How to find pairs with product greater than sum

Question

Supposing that we have a array C with all element in C > 0

A pair of indices (a, b) is multiplicative if 0 ≤ a < b < N and C[a] * C[b] ≥ C[a] + C[b]. with the time-complexity is O ( n )

• expected worst-case time complexity is O(N);

I appreciate your help in supporting this case. Thanks.

Answer 1

The O(N) solution is here.

It is supposed that elements in the array are sorted in non-decreasing order. If the array is not sorted, then worst-time complexity O(N) is unreacheble.

The original condition C[a] * C[b] ≥ C[a] + C[b] can easily be expressed as C[b] ≥ C[a] / (C[a] - 1)

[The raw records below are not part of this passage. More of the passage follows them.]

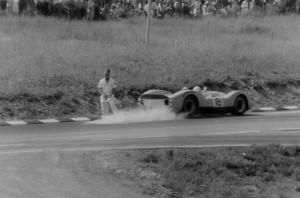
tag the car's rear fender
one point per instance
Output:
(230, 98)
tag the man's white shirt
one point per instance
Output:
(106, 87)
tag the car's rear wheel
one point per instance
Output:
(240, 106)
(190, 106)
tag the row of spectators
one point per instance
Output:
(103, 9)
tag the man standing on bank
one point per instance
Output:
(106, 88)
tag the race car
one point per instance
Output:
(197, 101)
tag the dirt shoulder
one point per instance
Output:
(257, 171)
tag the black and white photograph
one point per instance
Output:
(149, 99)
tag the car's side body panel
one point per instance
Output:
(206, 100)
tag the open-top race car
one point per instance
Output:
(197, 101)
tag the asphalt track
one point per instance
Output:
(45, 161)
(282, 127)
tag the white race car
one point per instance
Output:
(197, 101)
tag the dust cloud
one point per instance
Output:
(139, 115)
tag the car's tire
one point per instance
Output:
(190, 106)
(240, 106)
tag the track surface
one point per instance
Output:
(253, 128)
(45, 161)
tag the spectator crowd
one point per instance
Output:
(112, 9)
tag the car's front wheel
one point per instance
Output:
(190, 106)
(240, 106)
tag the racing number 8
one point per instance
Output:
(218, 102)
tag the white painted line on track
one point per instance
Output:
(229, 133)
(288, 129)
(80, 119)
(267, 109)
(5, 145)
(291, 107)
(17, 122)
(122, 148)
(46, 121)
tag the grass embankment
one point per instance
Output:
(51, 67)
(222, 172)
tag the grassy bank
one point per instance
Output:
(224, 172)
(51, 67)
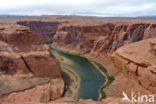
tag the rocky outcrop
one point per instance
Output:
(138, 61)
(46, 30)
(102, 38)
(100, 41)
(29, 72)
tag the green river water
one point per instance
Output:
(91, 78)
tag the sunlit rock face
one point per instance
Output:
(29, 72)
(46, 30)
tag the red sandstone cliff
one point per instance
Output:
(46, 30)
(101, 40)
(29, 72)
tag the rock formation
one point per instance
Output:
(46, 30)
(138, 61)
(134, 63)
(29, 72)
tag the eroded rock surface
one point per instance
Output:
(29, 72)
(46, 30)
(138, 60)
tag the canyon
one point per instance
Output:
(29, 72)
(126, 48)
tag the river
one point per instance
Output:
(91, 79)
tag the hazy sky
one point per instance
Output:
(79, 7)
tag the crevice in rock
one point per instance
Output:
(153, 72)
(27, 66)
(137, 71)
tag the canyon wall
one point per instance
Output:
(46, 30)
(101, 40)
(29, 72)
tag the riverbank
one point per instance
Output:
(71, 79)
(108, 78)
(72, 83)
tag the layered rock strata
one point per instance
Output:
(29, 72)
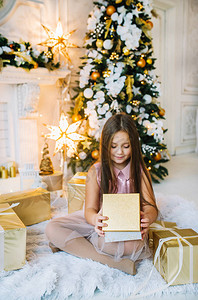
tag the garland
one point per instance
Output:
(23, 55)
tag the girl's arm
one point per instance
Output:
(92, 202)
(150, 212)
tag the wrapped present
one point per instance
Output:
(176, 255)
(34, 205)
(12, 239)
(159, 225)
(53, 181)
(123, 211)
(76, 192)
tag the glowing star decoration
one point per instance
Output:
(65, 135)
(58, 41)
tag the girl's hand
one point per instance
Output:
(145, 222)
(99, 224)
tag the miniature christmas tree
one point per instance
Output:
(46, 167)
(117, 75)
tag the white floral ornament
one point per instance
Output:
(103, 109)
(88, 93)
(147, 99)
(108, 44)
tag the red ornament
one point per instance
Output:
(95, 75)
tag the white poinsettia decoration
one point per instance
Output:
(65, 134)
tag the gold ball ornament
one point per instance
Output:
(95, 154)
(76, 118)
(95, 75)
(99, 43)
(110, 10)
(161, 112)
(149, 24)
(149, 61)
(141, 63)
(157, 156)
(126, 51)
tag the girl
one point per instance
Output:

So, Looking at the graph of C[a] / (C[a] - 1) ...

...we can see that:

1. If 0 ≤ C[a] < 1, then (a, b) is multiplicative only if C[a] = 0
2. If 1 < C[a] < 2, then C[a] / (C[a] - 1) > 2, therefore C[b] > 2. So, C[b] > C[a], but this is impossible because C[a] ≥ C[b] (because the array is sorted).
3. If C[a] > 2 then the pair is multiplicative for any C[b] where C[b] ≥ C[a] / (C[a] - 1)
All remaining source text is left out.